Previous research has demonstrated that plant genetic factors play a significant role in controlling phosphorus absorption. Matsui46 showed that overexpression of the AtPHR1 transcription factor in garden plants increased phosphate absorption rates. Bucher47 highlighted the potential of genetic engineering to enhance phosphorus uptake in crop plants, and Tesfaye48 emphasized the genomic and genetic control of phosphate stress in legumes, indicating the broad applicability of these findings. Additionally, Dissanayaka et al.49 provided insights into the metabolic factors and utilization of phosphorus by plants, suggesting that genetic differences in absorption and transport capacities could be exploited for crop improvement.

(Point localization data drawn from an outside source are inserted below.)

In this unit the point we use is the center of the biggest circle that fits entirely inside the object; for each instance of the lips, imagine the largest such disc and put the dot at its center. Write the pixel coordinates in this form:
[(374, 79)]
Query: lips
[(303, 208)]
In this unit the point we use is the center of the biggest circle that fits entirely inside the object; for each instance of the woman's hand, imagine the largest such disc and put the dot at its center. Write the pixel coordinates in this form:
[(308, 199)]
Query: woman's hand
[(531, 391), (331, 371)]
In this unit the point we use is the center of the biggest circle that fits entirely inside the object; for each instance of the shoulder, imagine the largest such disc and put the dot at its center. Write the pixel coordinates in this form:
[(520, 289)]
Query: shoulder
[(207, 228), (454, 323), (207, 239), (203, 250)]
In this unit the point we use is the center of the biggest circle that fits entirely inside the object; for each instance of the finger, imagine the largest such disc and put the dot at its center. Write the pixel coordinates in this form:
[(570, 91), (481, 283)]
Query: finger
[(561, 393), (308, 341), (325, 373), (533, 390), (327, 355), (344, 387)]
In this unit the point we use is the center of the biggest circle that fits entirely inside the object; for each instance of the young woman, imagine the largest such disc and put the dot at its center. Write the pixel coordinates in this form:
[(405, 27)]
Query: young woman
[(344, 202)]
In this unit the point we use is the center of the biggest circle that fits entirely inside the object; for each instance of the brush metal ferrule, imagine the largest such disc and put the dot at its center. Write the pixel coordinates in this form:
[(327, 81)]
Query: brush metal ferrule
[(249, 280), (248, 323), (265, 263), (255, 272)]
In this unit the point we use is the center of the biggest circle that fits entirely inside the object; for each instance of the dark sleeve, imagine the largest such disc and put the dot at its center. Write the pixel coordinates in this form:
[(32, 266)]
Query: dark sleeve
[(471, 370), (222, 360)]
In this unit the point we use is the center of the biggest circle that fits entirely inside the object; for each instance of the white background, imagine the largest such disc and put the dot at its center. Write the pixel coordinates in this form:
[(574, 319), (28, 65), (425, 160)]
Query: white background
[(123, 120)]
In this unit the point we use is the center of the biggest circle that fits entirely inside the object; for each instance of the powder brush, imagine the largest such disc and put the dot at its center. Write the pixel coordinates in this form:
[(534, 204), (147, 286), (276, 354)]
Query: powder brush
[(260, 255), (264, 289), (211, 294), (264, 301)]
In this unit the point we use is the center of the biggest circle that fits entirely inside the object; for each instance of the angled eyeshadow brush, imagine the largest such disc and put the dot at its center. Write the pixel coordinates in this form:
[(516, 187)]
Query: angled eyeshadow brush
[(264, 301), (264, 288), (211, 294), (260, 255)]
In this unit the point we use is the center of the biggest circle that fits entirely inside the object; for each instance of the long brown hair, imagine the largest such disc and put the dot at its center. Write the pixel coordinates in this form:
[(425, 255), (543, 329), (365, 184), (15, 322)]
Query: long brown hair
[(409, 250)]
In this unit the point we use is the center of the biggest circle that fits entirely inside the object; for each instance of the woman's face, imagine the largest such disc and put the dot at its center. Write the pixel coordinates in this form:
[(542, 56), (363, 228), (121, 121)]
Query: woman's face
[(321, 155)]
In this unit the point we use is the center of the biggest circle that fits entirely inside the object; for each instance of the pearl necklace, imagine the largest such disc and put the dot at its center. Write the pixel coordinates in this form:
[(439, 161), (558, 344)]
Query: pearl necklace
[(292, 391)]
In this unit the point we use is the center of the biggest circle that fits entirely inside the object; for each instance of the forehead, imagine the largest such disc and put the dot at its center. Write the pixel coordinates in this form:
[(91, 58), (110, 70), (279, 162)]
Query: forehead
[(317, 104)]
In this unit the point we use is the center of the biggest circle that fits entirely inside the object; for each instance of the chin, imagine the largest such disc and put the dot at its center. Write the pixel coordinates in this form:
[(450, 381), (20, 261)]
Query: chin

The principal component analysis revealed that the primary source of variation among plant traits was linked to the integrated environmental gradient of temperature, precipitation, and altitude. This supports the hypothesis that natural selection acts on standing genetic variation, driving A. wilhelmsii populations in cooler, wetter, higher elevation areas to evolve genetic adaptations for superior phosphorus uptake, enhancing their survival under climatic stresses. While we posited that variation in phosphorus uptake could also be influenced by soil phosphorus availability and pH, our correlation analysis found no significant relationships between these soil factors and leaf phosphorus content in the common garden. This suggests that local soil conditions were not primary determinants of the observed phosphorus physiology divergence. Instead, environmental drivers like temperature and precipitation appear to exert a more substantial influence as selective pressures on genetic variation.

Conclusion

In conclusion, this study provides evidence that multiple plant traits in A. wilhelmsii are locally adapted along the multivariate environmental gradient represented by PCA1 scores derived from temperature, precipitation, and altitude data. A hypothesis emerging from these results is that phosphorus uptake by the plants increases under colder, wetter conditions at higher altitudes associated with positive PCA1 scores. We hypothesize this plays a role in the observed pattern of populations from locations with positive PCA1 scores exhibiting traits maximizing growth potential such as larger size. Increased phosphorus availability and acquisition capacity under these environmental conditions may facilitate optimized plant growth. Size-related characteristics such as plant height, length, width, and biomass consistently correlated with shifts along the integrated environmental axis delineated by PCA1, indicative of adaptation to different abiotic conditions. Future work should aim to test the proposed relationships between phosphorus, environmental conditions and size-based traits, as well as identify the underlying genetic and genomic mechanisms. Overall, this research provides compelling evidence that natural selection has shaped locally adapted diversity in A. wilhelmsii via traits evolving in response to environmental variation along climatic gradients.